Like the musicians that backed her, the late Betty Lou Landreth had already paid her singing dues long before she walked into Studio A at Superdisc.
"Earlier verses in The Ballad of Betty Lou, they've been happy and they've been sad. A country girl from Oklahoma, she sang throughout her teen years in her hometown of Artesia, New Mexico. She sang on a scholarship at Eastern New Mexico University. She sang in Iceland and Greenland with a USO tour of the Northeast command. She sang in Los Angeles, in Detroit, in New Orleans. Mostly, she sang jazz. Club gigs and studio backup work kept coming her way." Albuquerque Journal, 1987.
A story that Joel Palmer, expands on for the forthcoming official double-album reissue of ‘Betty Lou’, featuring the original studio recordings along with bonus material and alternative takes.
In response to Palmer's vision for the album, Sean P, who mixed the single for Backatcha notes, "That's exactly what they achieved. You can hear all of the above. The brass section takes care of the New Orleans, that's for sure. Those guys sound like they can play in their sleep."

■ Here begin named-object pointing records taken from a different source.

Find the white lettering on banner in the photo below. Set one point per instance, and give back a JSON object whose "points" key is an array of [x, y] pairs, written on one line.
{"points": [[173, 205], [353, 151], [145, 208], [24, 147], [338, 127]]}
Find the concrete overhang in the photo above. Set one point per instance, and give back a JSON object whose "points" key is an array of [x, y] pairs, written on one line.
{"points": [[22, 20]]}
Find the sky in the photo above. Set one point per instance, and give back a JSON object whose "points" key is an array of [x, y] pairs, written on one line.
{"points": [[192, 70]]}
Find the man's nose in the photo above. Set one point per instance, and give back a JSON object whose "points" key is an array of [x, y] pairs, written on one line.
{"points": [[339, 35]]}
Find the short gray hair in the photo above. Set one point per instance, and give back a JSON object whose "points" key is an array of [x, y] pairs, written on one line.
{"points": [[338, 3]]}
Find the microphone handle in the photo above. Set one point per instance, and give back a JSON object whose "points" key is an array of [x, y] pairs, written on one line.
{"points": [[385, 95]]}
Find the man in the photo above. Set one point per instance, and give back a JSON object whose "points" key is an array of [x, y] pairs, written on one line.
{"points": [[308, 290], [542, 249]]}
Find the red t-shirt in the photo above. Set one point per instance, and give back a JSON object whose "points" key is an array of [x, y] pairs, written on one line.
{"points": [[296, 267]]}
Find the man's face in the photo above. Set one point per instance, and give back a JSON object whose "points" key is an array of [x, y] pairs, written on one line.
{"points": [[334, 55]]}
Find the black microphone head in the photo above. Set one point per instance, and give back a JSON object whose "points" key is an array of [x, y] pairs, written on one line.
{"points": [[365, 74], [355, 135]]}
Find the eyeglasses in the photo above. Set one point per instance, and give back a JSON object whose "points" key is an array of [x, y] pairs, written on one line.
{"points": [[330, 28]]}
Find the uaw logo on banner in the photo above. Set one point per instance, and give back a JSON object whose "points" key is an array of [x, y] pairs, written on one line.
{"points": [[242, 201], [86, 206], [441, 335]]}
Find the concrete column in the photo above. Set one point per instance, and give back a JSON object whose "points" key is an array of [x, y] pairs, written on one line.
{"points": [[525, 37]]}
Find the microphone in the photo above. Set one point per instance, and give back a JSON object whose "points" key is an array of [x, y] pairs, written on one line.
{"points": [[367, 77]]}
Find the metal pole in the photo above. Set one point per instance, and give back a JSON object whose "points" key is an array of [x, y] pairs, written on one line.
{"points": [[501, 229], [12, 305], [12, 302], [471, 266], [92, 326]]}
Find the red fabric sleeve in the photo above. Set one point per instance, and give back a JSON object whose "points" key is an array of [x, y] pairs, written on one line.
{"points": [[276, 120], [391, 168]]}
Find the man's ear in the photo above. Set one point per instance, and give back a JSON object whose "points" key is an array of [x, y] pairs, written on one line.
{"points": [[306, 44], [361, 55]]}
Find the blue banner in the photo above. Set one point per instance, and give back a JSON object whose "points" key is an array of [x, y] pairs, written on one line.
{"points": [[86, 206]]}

Clarinetist, saxophonist, and flutist Charlie Gabriel is a fourth-generation jazz musician from New Orleans. He came to Detroit at the age of fourteen. Gabriel was so experienced that he got into the Lionel Hampton outfit at age sixteen playing alongside Charles Mingus on bass. Later, he played with the U.S. Army for two years. In 1956, he formed a band and travelled around the country leading the Charlie Gabriel Trio. He travelled and performed nationwide until accepting the job as band director for Joe Simon in 1969. In the early 70s, he was a member of Aretha Franklin’s Orchestra. He continued to play throughout the states and abroad working with Nancy Wilson, JC Heard, Tony Bennett and up through recent years when he's been playing with the Preservation Hall Jazz Band.
“Raised in a classically trained musical family that emigrated from Santo Domingo in the 1850s, Charlie began playing clarinet professionally with the Eureka Jazz Band when he was eleven years old ... In a career spanning countless genres, Gabriel has performed with Tony Bennett, Frankie Avalon, Brenda Lee, Mary Wells, Eddie Willis, Joe Hunter, and many other early Motown artists. Gabriel sums up the influence of his fellow musicians: “I have many, many people inside of me that I have rubbed shoulders with, and I got something from each one of them. It’s all wrapped up inside of me, and by me still playing today and still able to go around the universe, I give to them all these other things I have from those that I have came in contact with.”
Preservation Hall, French Quarter, New Orleans.